Medya Etik Konseyi Başkanı'nın evine cadı avı baskını

Medya Etik Konseyi Başkanı'nın evine cadı avı baskını
Medya Etik Konseyi (MEK) Başkanı Halit Esendir'in evinde Ankara Anayasal Düzene Karşı Suçlar Bürosu Savcısı Serdar Çoşkun tarafından yürütülen nefret operasyonu kapsamında polis araması yapıldı.

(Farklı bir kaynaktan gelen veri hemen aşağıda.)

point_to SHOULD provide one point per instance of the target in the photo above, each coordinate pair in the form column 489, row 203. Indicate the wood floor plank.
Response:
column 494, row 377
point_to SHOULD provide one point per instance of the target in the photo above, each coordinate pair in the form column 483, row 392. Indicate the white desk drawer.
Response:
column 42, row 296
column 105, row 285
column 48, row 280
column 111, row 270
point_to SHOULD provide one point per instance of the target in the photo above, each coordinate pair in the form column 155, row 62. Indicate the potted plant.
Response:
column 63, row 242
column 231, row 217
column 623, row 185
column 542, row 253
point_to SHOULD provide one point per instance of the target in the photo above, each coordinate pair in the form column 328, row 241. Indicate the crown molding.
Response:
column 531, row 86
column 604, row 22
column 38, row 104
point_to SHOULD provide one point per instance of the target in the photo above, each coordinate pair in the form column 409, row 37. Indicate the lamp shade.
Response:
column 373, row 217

Hakkında gözaltı kararı verilen ve kendisi evde olmadığı gerekçesiyle evi muhtar eşliğinde polis tarafından zorla aranan Esendir basına yaptığı açıklamada, "Konsey Başkanı olarak yaptığımız basın özgürlüğü açıklamaları birilerini rahatsız etti." değerlendirmesinde bulundu.

17-25 Aralık operasyonlarının yıldönümünde sözde paralel yapı operasyonu kapsamında hakkında gözaltı kararı verilen Esendir'in evi muhtar eşliğinde kapı kilidi değiştirilerek ve evdeki alarm sökülerek arandı. Aramada Esendir'in Senegalli damadı ile kızının düğün görüntülerinin yer aldığı CD'ler bile suç unsuru sayıldı. Esendir, "CD'deki görüntüleri izleyenler eski Dışişleri Bakanı Sayın Başbakan Ahmet Davutoğlu'nun tebrik çiçeğini görünce umarım onun hakkında da örgüt üyesi olmaktan dolayı gözaltı kararı verme cesareti gösterirler!" sözleri ile tepkisini dile getirdi.

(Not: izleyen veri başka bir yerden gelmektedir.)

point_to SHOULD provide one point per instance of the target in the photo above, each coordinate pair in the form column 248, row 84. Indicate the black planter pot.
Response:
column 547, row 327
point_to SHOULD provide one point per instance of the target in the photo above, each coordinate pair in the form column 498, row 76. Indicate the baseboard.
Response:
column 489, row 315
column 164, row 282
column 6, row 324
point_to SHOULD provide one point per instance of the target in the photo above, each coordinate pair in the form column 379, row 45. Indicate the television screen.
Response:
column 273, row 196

17-25 Aralık'tan sonra basın özgürlüğü, hukuk ve yargı bağımsızlığı kalmadı
Konu hakkında basın açıklaması yayınlayan MEK Başkanı'nın açıklaması şöyle:
Konsey olarak iki yıldır ülkemizde basın özgürlüğü ve ifade hürriyetinin kalmadığını sürekli kamu ile paylaşmaktayız. Yaptığımız açıklamalardan rahatsız olanlar 73 kişilik sözde örgüt listesine adımı da ilave etmişlerdir. Başta Fethullah Gülen Hocaefendi olmak üzere orada isimleri yer alan kişilerle beraber anılmak benim için bir şereftir. Ancak "Anayasayı ihlale teşebbüs etmek, silahlı terör örgütü kurup yönetmek, hükümeti yıkmaya ve görevini yapmayı engellemeye teşebbüs etmek" gibi iddialar gülünçtür, tamamen algı operasyonunun bir parçasıdır.
 
Vatana ve millete hizmet yolunda eğitim seferberliğiyle 40 yıldır sabah akşam çalışan, başta Fethullah Gülen Hocaefendi olmak üzere ülkenin en masum insanlarına, camiadan ayrılan 3-4 kişinin iddiaları ile iftira atılmaktadır.
 
Gıyabımda gözaltı kararı verilmesini reddediyorum. Çünkü 17-25 Aralık 2013 sonrası ülkemizde iki yıldır basın özgürlüğü, ifade hürriyeti, hukuk, adalet ve yargı bağımsızlığının kalmadığına inanıyorum. Eğer iktidarın cesareti varsa 17- 25 Aralık öncesi hukuk sistemine geçilmesine karar versinler. O zaman hapiste kimlerin olacağını herkes görecektir.
 
1925'te çıkarılan takrir-i sükun kanunu ve İstiklal Mahkemeleri kararlarını çağrıştıran hukuku, adaleti ve yargı bağımsızlığını yok sayan Sulh Ceza hakimlikleri iptal edilmelidir. Kısacası yargı sistemi ve bağımsız hukuk 17-25 Aralık öncesi gibi tekrar tesis edilirse, herkes gibi ben de yargı önünde hesap verebilirim. Yolsuzluk yapanlar, ülkeyi iç savaşa ve kaosa sokanlarla kanun önünde ve bağımsız mahkemeler nezdinde hesaplaşmaya varız.